Though an army deploys against me, my heart is not afraid; though a war breaks out against me, still I am confident. (Psalm 27:3)
I had always assumed that as my son’s first deployment neared its end, things would get easier. I thought my emotions would begin to level out, as the joy of anticipation took over. I’d be able to breathe a little easier as the time of worry and fear came to an end.
I could not have been more wrong. I found myself becoming more fearful, instead of less. More than at any other time, my mind seemed to dwell on the horrible possibilities of “what if.”
Throughout the deployment, I’d stuck with my resolution I’d made not to watch the news. I’d been warned, with good reason, that watching news would only make me fearful.
But now I couldn’t seem to help myself. Every time I turned on the television or picked up a paper, it appeared there was news of another serviceman or woman killed.

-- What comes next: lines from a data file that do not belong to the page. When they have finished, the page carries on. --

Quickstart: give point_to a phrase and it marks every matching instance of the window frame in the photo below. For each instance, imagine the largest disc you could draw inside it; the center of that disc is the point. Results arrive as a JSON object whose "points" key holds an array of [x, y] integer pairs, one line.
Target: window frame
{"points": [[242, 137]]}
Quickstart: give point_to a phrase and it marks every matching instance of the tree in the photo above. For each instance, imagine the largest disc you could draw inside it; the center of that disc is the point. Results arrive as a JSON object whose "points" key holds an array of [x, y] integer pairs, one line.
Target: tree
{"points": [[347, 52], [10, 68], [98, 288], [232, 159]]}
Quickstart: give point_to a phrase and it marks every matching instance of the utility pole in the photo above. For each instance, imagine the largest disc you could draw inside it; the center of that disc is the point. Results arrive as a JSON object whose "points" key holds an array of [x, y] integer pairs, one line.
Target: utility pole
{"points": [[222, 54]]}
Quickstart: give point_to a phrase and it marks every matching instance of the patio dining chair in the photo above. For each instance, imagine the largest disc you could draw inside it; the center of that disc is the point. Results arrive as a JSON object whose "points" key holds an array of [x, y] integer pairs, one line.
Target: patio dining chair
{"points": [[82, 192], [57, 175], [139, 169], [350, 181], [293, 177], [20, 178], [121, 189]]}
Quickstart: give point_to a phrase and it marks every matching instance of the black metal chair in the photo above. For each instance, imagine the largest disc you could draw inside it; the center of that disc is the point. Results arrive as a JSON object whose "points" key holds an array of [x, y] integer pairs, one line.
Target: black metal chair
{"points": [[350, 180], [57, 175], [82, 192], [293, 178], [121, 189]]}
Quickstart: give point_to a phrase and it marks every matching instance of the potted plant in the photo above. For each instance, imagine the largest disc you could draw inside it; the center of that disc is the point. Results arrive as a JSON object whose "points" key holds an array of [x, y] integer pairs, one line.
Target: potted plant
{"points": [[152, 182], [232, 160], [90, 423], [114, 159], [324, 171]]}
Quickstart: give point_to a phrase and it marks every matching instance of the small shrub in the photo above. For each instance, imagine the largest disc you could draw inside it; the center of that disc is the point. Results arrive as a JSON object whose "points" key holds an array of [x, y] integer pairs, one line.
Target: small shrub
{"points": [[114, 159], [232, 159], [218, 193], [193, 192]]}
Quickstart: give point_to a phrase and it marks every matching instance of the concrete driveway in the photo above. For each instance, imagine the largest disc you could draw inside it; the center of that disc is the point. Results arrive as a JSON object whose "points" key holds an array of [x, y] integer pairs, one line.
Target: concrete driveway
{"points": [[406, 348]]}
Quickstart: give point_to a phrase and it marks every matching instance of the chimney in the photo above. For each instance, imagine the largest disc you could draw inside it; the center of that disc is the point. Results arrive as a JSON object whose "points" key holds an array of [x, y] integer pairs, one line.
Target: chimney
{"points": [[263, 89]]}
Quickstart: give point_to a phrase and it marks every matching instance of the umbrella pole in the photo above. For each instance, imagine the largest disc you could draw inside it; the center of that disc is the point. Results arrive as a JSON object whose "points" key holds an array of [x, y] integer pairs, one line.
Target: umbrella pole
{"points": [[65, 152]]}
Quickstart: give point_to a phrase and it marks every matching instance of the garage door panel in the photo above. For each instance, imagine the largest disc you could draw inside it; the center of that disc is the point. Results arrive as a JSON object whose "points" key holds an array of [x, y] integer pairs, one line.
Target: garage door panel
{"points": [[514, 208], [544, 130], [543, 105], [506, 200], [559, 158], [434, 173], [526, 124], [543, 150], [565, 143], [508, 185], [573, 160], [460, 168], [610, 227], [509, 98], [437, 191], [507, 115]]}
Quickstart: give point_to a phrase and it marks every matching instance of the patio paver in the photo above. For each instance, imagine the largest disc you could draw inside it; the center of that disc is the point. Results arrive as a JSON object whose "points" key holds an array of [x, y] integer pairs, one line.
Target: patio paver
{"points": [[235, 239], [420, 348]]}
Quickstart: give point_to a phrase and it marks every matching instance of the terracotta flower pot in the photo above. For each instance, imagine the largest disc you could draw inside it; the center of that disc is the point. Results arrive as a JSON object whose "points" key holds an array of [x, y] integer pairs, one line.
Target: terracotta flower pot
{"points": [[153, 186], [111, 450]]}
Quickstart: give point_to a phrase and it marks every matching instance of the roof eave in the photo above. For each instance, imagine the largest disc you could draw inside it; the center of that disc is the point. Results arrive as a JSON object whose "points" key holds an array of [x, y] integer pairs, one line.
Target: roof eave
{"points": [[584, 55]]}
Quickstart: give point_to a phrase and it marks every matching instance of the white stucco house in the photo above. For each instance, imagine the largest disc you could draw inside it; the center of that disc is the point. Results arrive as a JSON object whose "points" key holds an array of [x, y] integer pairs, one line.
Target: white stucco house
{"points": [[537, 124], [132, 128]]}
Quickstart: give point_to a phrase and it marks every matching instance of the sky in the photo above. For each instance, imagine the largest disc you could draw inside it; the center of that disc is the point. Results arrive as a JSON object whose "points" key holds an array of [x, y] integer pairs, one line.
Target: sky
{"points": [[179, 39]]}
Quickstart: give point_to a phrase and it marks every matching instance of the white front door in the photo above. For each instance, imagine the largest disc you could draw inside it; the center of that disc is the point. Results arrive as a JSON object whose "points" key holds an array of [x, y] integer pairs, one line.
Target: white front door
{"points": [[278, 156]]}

They all seemed to be just days away from coming home. I tried to get my mind off all the frightening scenarios by planning our son’s homecoming.
I talked to friends and began to look at dates for a possible homecoming reception. I wrote out menus filled with his favorite meals, but nothing helped–nothing took my mind off “what if.” The more I tried to dig myself out of the pit, the deeper I got.
Then, as I read this Scripture, it hit me what I was doing wrong. I was focusing on everything and everyone except God. I was still trying to fix things in my power. When would I ever learn?
I took a deep breath and went back to what I knew worked. I refocused on God, spending even more time in reading the Bible and in prayer.
Don’t get me wrong; it does get harder to keep the fear at bay when our loved one’s homecoming gets nearer. Harder–but not impossible.